FASgen mengumumkan penemuan baru dalam kanker paru-paru

Published on January 2, 2008 at 4:31 AM · No Comments

FASgen dengan bangga melaporkan publikasi hasil penelitian yang penting untuk pengobatan kanker paru-paru menggunakan FAS093, salah satu senyawa milik Perusahaan.

Dalam kerjasama jangka panjang dengan The Johns Hopkins Oncology Center, FASgen didukung penelitian penghambatan selektif sintase asam lemak (FASI) di Hopkins Oncology Center sebagai agen terapi yang potensial terhadap berbagai bentuk kanker tumor padat. Pada hasil studi baru-baru dilaporkan, para peneliti di Hopkins Oncology Center menemukan bahwa FAS093 secara signifikan menghambat pertumbuhan beberapa tumor xenograft berbeda dari baris sel NSCLC manusia. Hasil ini sangat menarik muncul dalam artikel, "Selektif Penghambatan Fatty Acid Synthase untuk Perawatan Kanker Paru-Paru," Gabrielson dkk, Clin Res Kanker 200l, 13 (23) 7139-7145 (1 Desember 2007).
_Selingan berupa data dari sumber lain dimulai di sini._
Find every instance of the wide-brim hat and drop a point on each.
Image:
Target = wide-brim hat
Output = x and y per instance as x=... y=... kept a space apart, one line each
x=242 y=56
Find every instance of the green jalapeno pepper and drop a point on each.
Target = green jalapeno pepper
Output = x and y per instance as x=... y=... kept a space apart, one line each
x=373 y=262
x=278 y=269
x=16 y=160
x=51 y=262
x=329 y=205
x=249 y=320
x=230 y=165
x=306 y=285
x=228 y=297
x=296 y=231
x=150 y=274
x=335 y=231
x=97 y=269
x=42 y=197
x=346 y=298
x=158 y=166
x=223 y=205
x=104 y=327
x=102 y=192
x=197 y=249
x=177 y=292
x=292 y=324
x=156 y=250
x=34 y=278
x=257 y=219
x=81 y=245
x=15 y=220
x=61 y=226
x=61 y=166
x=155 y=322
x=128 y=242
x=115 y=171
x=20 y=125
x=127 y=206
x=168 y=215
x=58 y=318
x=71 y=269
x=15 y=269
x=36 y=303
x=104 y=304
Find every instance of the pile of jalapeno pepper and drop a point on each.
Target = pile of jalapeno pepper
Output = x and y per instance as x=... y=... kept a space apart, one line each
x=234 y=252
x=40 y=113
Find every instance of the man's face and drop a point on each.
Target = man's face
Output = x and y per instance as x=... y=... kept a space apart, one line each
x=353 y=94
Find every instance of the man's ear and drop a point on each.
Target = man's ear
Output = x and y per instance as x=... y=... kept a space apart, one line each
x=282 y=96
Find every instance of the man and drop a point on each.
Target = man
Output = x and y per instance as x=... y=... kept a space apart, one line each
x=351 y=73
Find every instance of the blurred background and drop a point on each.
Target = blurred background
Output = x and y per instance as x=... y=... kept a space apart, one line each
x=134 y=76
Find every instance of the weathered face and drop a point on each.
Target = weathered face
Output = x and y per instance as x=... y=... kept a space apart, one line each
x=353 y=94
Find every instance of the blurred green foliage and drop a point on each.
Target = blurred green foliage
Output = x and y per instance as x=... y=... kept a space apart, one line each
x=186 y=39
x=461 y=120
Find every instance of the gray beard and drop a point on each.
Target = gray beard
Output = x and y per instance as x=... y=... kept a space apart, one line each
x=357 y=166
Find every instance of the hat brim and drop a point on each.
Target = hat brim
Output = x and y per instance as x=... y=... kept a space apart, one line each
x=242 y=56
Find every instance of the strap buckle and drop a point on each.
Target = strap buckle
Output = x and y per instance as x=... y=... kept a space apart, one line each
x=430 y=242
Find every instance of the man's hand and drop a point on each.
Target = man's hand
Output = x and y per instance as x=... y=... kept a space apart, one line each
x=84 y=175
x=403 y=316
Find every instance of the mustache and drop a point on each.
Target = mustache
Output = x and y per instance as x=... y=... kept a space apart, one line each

Tentang FASgen, Inc: FASgen, Inc adalah pengembangan obat perusahaan yang didirikan pada tahun 2000 oleh empat peneliti Johns Hopkins dibedakan untuk menciptakan produk-produk terapi baru berdasarkan penghambatan selektif biosintesis asam lemak. Perusahaan memiliki lisensi eksklusif dari Johns Hopkins untuk lebih dari 15 tahun penelitian di lapangan, dimana penelitian terus di bawah perjanjian penelitian disponsori dengan Universitas.
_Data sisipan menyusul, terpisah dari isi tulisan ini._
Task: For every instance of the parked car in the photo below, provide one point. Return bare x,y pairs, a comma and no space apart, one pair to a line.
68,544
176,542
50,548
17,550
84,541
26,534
Perusahaan telah dirancang dan disintesis banyak senyawa yang selektif menghambat biosintesis asam lemak. Satu kelompok senyawa ini memegang janji besar untuk pengobatan yang sangat spesifik baru untuk kanker; senyawa tambahan memiliki potensi terapi khusus untuk obesitas dan gangguan metabolisme yang terkait, dan, kelompok tambahan senyawa memiliki potensi terapi spesifik untuk TB, termasuk obat yang banyak TB yang resistan terhadap (MDR-TB) dan infeksi TB laten yang mempengaruhi sepertiga dari populasi dunia.